O frontend do próprio browser foi reorganizado em torno do modelo. A página de novo separador aceita tanto uma pergunta como um URL, devolvendo resultados de conversação a par de separadores para links de pesquisa, imagens, vídeos e notícias. Uma barra lateral "Ask ChatGPT" consegue ver a página onde o utilizador se encontra. E o modo agente — ainda em pré-visualização para Plus, Pro e Business — irá, com a devida permissão, começar a abrir separadores e a clicar dentro do próprio browser do utilizador para concluir uma tarefa.
Essa última capacidade é a verdadeira mudança que vale a pena analisar com atenção. O assistente já não é um painel para onde se copia texto. É um segundo operador dentro da mesma página que o utilizador está a ver.
A barra de endereço transforma-se numa superfície de permissões
Como o assistente consegue ler o que o browser apresenta, a OpenAI colocou os controlos de visibilidade junto da própria página. Um interruptor na barra de endereço decide se o ChatGPT pode ver a página atual: quando a visibilidade está desativada, não consegue ver o conteúdo da página nem cria memórias a partir dela.
O restante modelo de controlo é explícito quanto ao que o agente não pode tocar. Segundo o anúncio, o modo agente não pode executar código no browser, descarregar ficheiros ou instalar extensões, nem aceder a outras aplicações ou ao sistema de ficheiros. O agente pausa em sites sensíveis, como instituições financeiras, e pode ser executado em modo sem sessão iniciada para limitar o acesso.

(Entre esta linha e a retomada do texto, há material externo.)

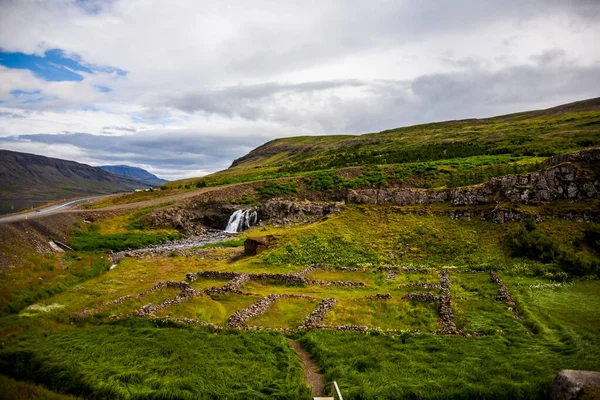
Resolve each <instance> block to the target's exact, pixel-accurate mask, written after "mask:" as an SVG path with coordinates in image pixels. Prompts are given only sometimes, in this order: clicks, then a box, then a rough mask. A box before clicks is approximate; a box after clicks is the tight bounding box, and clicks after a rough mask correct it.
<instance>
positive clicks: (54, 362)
mask: <svg viewBox="0 0 600 400" xmlns="http://www.w3.org/2000/svg"><path fill="white" fill-rule="evenodd" d="M599 105H600V100H598V99H596V100H590V101H586V102H579V103H574V104H572V105H567V106H562V107H558V108H554V109H550V110H544V111H536V112H528V113H520V114H513V115H508V116H501V117H496V118H490V119H485V120H467V121H452V122H444V123H436V124H427V125H420V126H415V127H408V128H402V129H397V130H392V131H386V132H381V133H376V134H367V135H361V136H327V137H302V138H289V139H281V140H276V141H273V142H270V143H267V144H265V145H264V146H261V147H260V148H258V149H256V150H254V151H253V152H251V153H250V154H248V155H247V156H245V157H243V158H241V159H239V160H237V161H236V162H235V163H234V165H233V166H232V168H230V169H228V170H226V171H222V172H220V173H217V174H214V175H211V176H209V177H205V178H202V179H200V180H188V181H180V182H176V183H174V184H171V183H169V184H166V185H167V186H164V187H163V190H159V191H156V192H144V193H139V194H136V195H132V194H129V195H124V196H121V197H118V198H114V199H109V200H106V201H105V202H104V203H103V204H101V205H113V204H125V203H127V205H128V206H130V205H131V204H135V203H136V202H140V203H139V204H137V209H128V210H126V211H123V212H121V213H120V214H119V213H116V214H111V213H107V214H106V215H107V216H106V217H105V218H102V217H101V215H102V212H101V211H97V210H94V211H93V212H92V214H91V215H93V216H94V218H93V222H92V221H87V222H88V223H84V222H80V223H76V225H75V226H73V230H72V232H71V235H70V239H67V240H66V241H67V242H68V243H69V244H70V245H71V247H73V248H74V249H75V251H73V252H69V253H66V254H57V253H49V254H39V253H37V252H36V251H30V250H28V249H23V248H18V247H17V246H16V245H15V244H14V243H9V241H6V243H3V242H0V254H2V253H5V254H11V255H14V257H12V258H11V260H12V259H14V260H15V263H14V265H13V264H12V263H11V265H8V266H7V267H6V268H3V269H0V343H1V346H0V383H1V384H3V385H7V387H9V390H10V391H14V392H20V393H31V395H29V397H31V398H45V397H46V396H47V397H48V398H53V396H54V397H56V398H63V397H62V396H63V395H64V396H81V397H83V398H92V399H100V398H102V399H103V398H114V399H197V398H207V399H208V398H225V399H268V398H281V399H307V400H308V399H310V398H311V393H310V389H309V387H308V385H307V382H306V381H305V379H304V377H303V374H302V364H301V363H300V361H301V360H300V359H299V358H298V357H297V355H296V353H295V352H294V351H293V349H292V348H291V347H290V346H289V342H288V341H289V340H290V339H293V340H295V341H296V342H297V343H300V344H301V345H302V346H303V347H304V349H305V350H307V351H308V352H309V353H310V355H311V357H312V358H313V359H314V361H315V362H316V364H317V366H318V372H319V373H320V374H322V375H323V377H324V379H325V381H326V382H331V381H333V380H335V381H337V383H338V384H339V385H340V388H341V390H342V394H343V396H344V398H345V399H347V400H359V399H360V400H366V399H373V400H374V399H481V398H484V399H506V400H508V399H540V400H541V399H547V398H549V397H550V388H551V385H552V381H553V379H554V377H555V376H556V374H557V373H558V371H560V370H562V369H584V370H600V330H599V329H600V314H599V313H598V307H597V305H598V304H599V302H600V280H599V278H600V224H597V223H591V222H589V220H590V219H593V218H597V214H596V210H598V209H600V200H599V199H597V198H586V199H584V200H582V201H580V202H571V201H567V200H560V201H554V202H551V203H547V204H544V205H541V206H532V205H522V204H509V203H504V202H500V203H497V204H494V205H493V206H494V207H495V208H496V209H501V210H505V211H511V212H513V211H514V212H515V213H518V214H519V215H524V219H523V220H522V221H520V222H511V221H512V220H508V219H507V221H508V222H505V223H494V221H493V220H492V219H491V218H487V219H482V218H479V217H477V216H478V215H479V214H478V211H481V210H483V208H484V207H488V206H453V205H451V204H449V203H435V204H431V205H412V206H402V207H399V206H391V205H388V204H379V205H366V204H346V205H345V206H344V207H343V209H342V211H341V212H339V213H336V214H329V215H327V217H326V218H323V219H321V220H319V221H317V222H315V223H311V224H288V225H283V226H274V225H268V224H267V225H261V226H255V227H252V228H250V229H249V230H247V231H244V232H243V233H241V234H237V235H235V236H233V237H230V238H228V239H227V240H226V241H225V242H223V243H221V244H210V245H206V246H203V247H202V248H201V249H189V251H183V250H180V249H177V250H173V251H170V249H168V250H167V251H166V252H156V251H154V252H152V254H150V255H149V254H148V253H146V254H144V255H142V256H139V257H138V256H131V255H132V254H129V255H130V256H126V257H124V258H123V259H121V261H120V262H118V264H115V265H113V264H112V261H111V260H110V259H109V257H108V256H109V253H110V252H111V251H120V250H124V249H126V248H139V247H143V246H147V245H152V244H157V243H161V242H164V241H165V240H168V239H173V238H176V237H179V236H180V233H179V232H177V231H175V230H174V229H156V228H154V227H153V226H154V225H152V224H151V223H149V222H148V219H147V217H148V216H150V215H152V214H153V213H155V212H159V213H160V212H164V213H165V215H167V214H168V213H169V212H182V213H185V212H188V213H190V215H191V216H195V217H198V215H199V214H200V213H202V212H204V211H203V210H204V208H203V207H204V206H207V207H212V206H215V207H217V204H216V203H218V202H221V203H228V204H226V205H227V206H231V204H229V203H233V204H239V205H243V206H251V205H255V204H257V201H262V200H264V199H266V198H271V197H276V196H287V197H289V198H293V197H294V196H296V195H298V196H299V197H300V195H302V191H304V190H305V189H308V190H315V191H317V193H318V194H322V193H320V192H319V191H321V192H322V191H335V190H337V189H342V188H344V189H349V188H356V187H362V186H384V185H390V186H392V185H394V186H408V187H425V188H442V187H453V186H460V185H469V184H473V183H478V182H484V181H486V180H487V179H489V178H490V177H492V176H501V175H506V174H513V173H520V172H525V171H533V170H539V169H541V168H544V167H545V166H546V165H547V164H544V161H545V160H546V159H547V157H549V156H550V155H554V154H560V153H563V152H565V151H569V150H576V149H580V148H586V147H590V146H596V145H599V144H600V107H599ZM596 161H597V160H596ZM596 161H593V160H592V161H590V162H596ZM588 167H590V168H596V166H595V165H591V164H588V165H582V168H588ZM590 171H591V169H590V170H587V172H590ZM283 176H288V177H290V176H294V177H295V179H293V180H287V181H286V180H280V181H278V182H277V181H274V180H272V181H269V182H257V183H252V184H247V185H238V186H226V187H223V188H215V189H203V190H200V191H198V192H199V194H198V196H196V198H195V199H191V200H189V204H186V203H179V202H178V200H176V198H177V196H180V195H183V194H186V193H191V192H192V191H193V188H195V187H197V186H216V185H220V184H223V183H232V182H241V181H252V180H260V179H267V178H277V177H283ZM169 185H170V186H169ZM186 186H187V187H186ZM250 187H251V191H249V190H248V188H250ZM169 188H171V189H173V190H172V191H171V190H168V189H169ZM244 190H248V193H250V194H247V193H245V192H244ZM221 192H222V193H221ZM168 194H173V195H174V196H173V197H171V198H167V199H165V198H163V197H165V196H167V195H168ZM236 196H237V197H236ZM253 196H256V198H255V197H253ZM167 200H169V201H167ZM232 200H233V201H232ZM151 201H153V202H154V204H153V205H148V202H151ZM186 201H187V200H186ZM303 201H308V200H304V199H303ZM205 203H208V204H209V205H207V204H205ZM488 208H489V207H488ZM457 211H470V212H472V214H470V213H469V214H468V215H467V214H466V213H460V212H457ZM451 214H453V215H452V216H451ZM459 215H462V216H459ZM584 215H585V218H584V217H583V216H584ZM188 216H189V215H188ZM472 216H473V217H472ZM184 217H185V215H184ZM30 226H31V225H30ZM161 227H163V228H168V225H165V226H163V225H161ZM32 229H33V228H32ZM248 236H269V237H270V243H269V246H268V247H267V248H266V249H264V250H263V251H261V252H260V253H259V254H257V255H254V256H243V255H242V254H241V253H242V249H243V243H244V240H245V239H246V237H248ZM220 246H222V247H220ZM19 260H21V261H22V262H21V263H17V261H19ZM314 264H319V265H320V267H318V268H316V267H314V268H309V269H307V267H309V266H314ZM207 271H210V272H207ZM196 272H203V274H193V273H196ZM189 273H192V274H190V275H188V274H189ZM241 274H254V275H248V276H245V275H241ZM264 274H271V275H270V277H268V278H267V279H265V275H264ZM275 274H277V276H278V277H281V276H282V275H284V276H286V277H288V279H291V278H290V277H295V280H294V279H291V280H287V281H281V280H279V281H278V280H276V279H275V278H274V276H275ZM292 274H293V275H292ZM194 276H197V279H196V280H191V279H189V277H194ZM232 276H233V278H232ZM245 277H247V278H248V279H247V280H244V279H239V278H245ZM300 277H301V278H305V279H304V280H302V279H299V278H300ZM238 279H239V280H238ZM498 279H501V281H502V282H499V281H498ZM236 280H237V282H241V284H240V286H239V287H237V288H236V290H235V291H227V290H225V289H226V288H227V286H230V287H231V285H233V283H234V282H236ZM167 281H168V282H170V283H169V284H167V283H165V282H167ZM181 282H187V285H186V284H185V283H183V284H182V283H181ZM161 283H162V284H161ZM178 285H179V286H178ZM188 285H189V286H188ZM503 285H504V286H503ZM181 287H184V289H181ZM504 290H506V291H507V292H508V293H509V294H508V296H507V295H506V293H505V292H504ZM190 292H191V293H192V294H190ZM280 295H283V296H280ZM278 296H279V297H278ZM331 298H333V299H335V302H334V303H333V304H332V305H331V309H330V310H329V311H328V312H327V313H325V314H324V315H323V318H322V319H321V320H320V322H319V321H318V322H319V323H318V324H316V325H308V326H309V328H306V327H307V325H305V322H306V321H307V319H309V320H310V318H308V317H309V316H312V315H313V312H315V311H316V310H318V307H320V306H321V305H322V304H324V302H326V301H328V300H327V299H331ZM265 299H267V300H269V299H275V300H273V302H272V303H271V306H270V307H269V308H267V309H266V310H263V311H264V313H261V312H256V310H257V308H256V307H257V306H256V305H257V304H259V303H260V304H264V303H261V302H264V301H265ZM330 304H331V303H330ZM152 305H153V306H152ZM153 307H154V308H155V312H154V314H152V315H148V314H147V313H146V312H147V311H148V310H152V309H153ZM243 310H254V311H251V312H249V314H247V315H249V316H248V319H247V320H245V322H242V323H240V325H238V326H239V327H241V329H233V328H232V325H230V324H229V323H230V322H231V321H232V319H234V320H235V317H234V316H238V317H239V315H240V312H242V311H243ZM448 310H450V311H448ZM241 314H243V312H242V313H241ZM448 320H451V322H452V324H451V325H454V329H450V330H447V329H446V328H447V327H448ZM348 329H350V330H351V331H344V330H348ZM11 395H12V393H11ZM13 397H14V396H13Z"/></svg>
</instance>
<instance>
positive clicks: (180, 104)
mask: <svg viewBox="0 0 600 400" xmlns="http://www.w3.org/2000/svg"><path fill="white" fill-rule="evenodd" d="M535 60H536V65H521V66H514V67H508V68H504V69H501V70H497V71H489V70H487V69H484V68H482V67H481V66H480V65H479V64H478V63H477V62H474V63H470V62H469V60H466V61H465V62H464V63H463V64H462V65H463V66H464V68H462V69H461V71H460V72H454V73H446V74H430V75H424V76H420V77H418V78H416V79H414V80H412V81H389V80H387V81H383V80H380V81H357V80H352V81H332V82H317V83H307V84H302V85H278V84H276V83H273V84H265V85H255V86H245V87H244V86H236V87H232V88H226V89H223V90H219V91H214V92H202V93H198V94H187V95H185V96H184V97H181V98H179V99H177V98H175V99H171V100H168V101H169V103H168V106H170V107H174V108H182V109H183V110H184V111H186V112H193V111H202V112H205V113H209V114H210V113H216V114H222V115H226V116H228V117H234V116H237V117H242V118H245V119H247V120H249V121H258V120H269V121H276V122H278V123H280V124H283V125H291V126H299V127H304V128H306V129H307V130H308V131H311V132H314V133H329V134H331V133H364V132H372V131H376V130H383V129H387V128H393V127H398V126H402V125H409V124H414V123H422V122H428V121H433V120H436V121H439V120H444V119H456V118H470V117H485V116H490V115H494V114H496V113H506V112H517V111H523V110H524V109H528V108H531V107H544V106H551V105H553V104H559V103H561V102H568V101H574V100H579V99H582V98H586V97H595V96H597V95H600V93H598V90H596V87H597V85H596V82H597V77H598V76H600V66H598V67H596V66H594V67H583V66H576V65H572V63H571V62H568V60H566V59H565V57H564V53H563V52H562V51H560V50H551V51H548V52H546V53H543V54H540V55H538V56H536V57H535ZM471 64H473V66H471V67H470V68H469V67H468V66H469V65H471ZM344 87H352V88H355V89H356V88H359V89H361V90H362V91H364V92H366V93H368V95H367V97H366V98H347V97H344V96H339V95H337V94H336V92H335V90H336V89H340V88H344ZM282 95H285V96H289V97H293V98H295V99H296V100H298V98H300V99H304V100H307V101H310V100H311V99H315V102H316V101H319V104H322V106H321V107H312V108H310V109H309V110H308V111H302V110H300V109H299V108H298V106H297V104H298V101H293V100H291V101H289V104H287V103H286V101H285V100H282V97H281V96H282ZM294 96H295V97H294Z"/></svg>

A OpenAI também é franca ao admitir que estes limites não constituem uma defesa completa. A fonte afirma claramente que os agentes são vulneráveis a instruções maliciosas ocultas inseridas numa página web ou num email, o que pode levar ao roubo de dados de sites onde o utilizador tem sessão iniciada ou à execução de ações não pretendidas — e que as suas salvaguardas "não vão impedir todos os ataques". Para quem desenvolve um frontend web, isto significa que o conteúdo da página passa a ser um potencial vetor de injeção contra o agente do utilizador, e não apenas um ecrã para um humano ver.
O que o Atlas significa quando os utilizadores chegam acompanhados por um agente
A implicação concreta é que um frontend passa a ter duas audiências a ler o mesmo DOM: uma pessoa e, cada vez mais, um agente a agir em nome dessa pessoa. A OpenAI descreve o Atlas como "um passo em direção a um futuro em que a maior parte do uso da web acontece através de sistemas agênticos". Independentemente de essa escala se concretizar, a realidade próxima é a de um browser já lançado cujo agente interpreta o código da sua página para realizar ações.
Duas consequências práticas resultam diretamente disto. Primeiro, o HTML semântico e a etiquetagem ARIA passam a afetar o sucesso das tarefas, e não apenas os utilizadores de leitores de ecrã — a mesma estrutura que ajuda a tecnologia de apoio ajuda também o agente a clicar no elemento certo. Segundo, como a fonte reconhece que o conteúdo da página pode conter instruções ocultas capazes de desviar o agente, a página que se disponibiliza passa a fazer parte da superfície de segurança dos utilizadores. Construir um frontend para o Atlas significa escrever código que um agente possa navegar com confiança, numa página que a equipa consiga garantir como segura.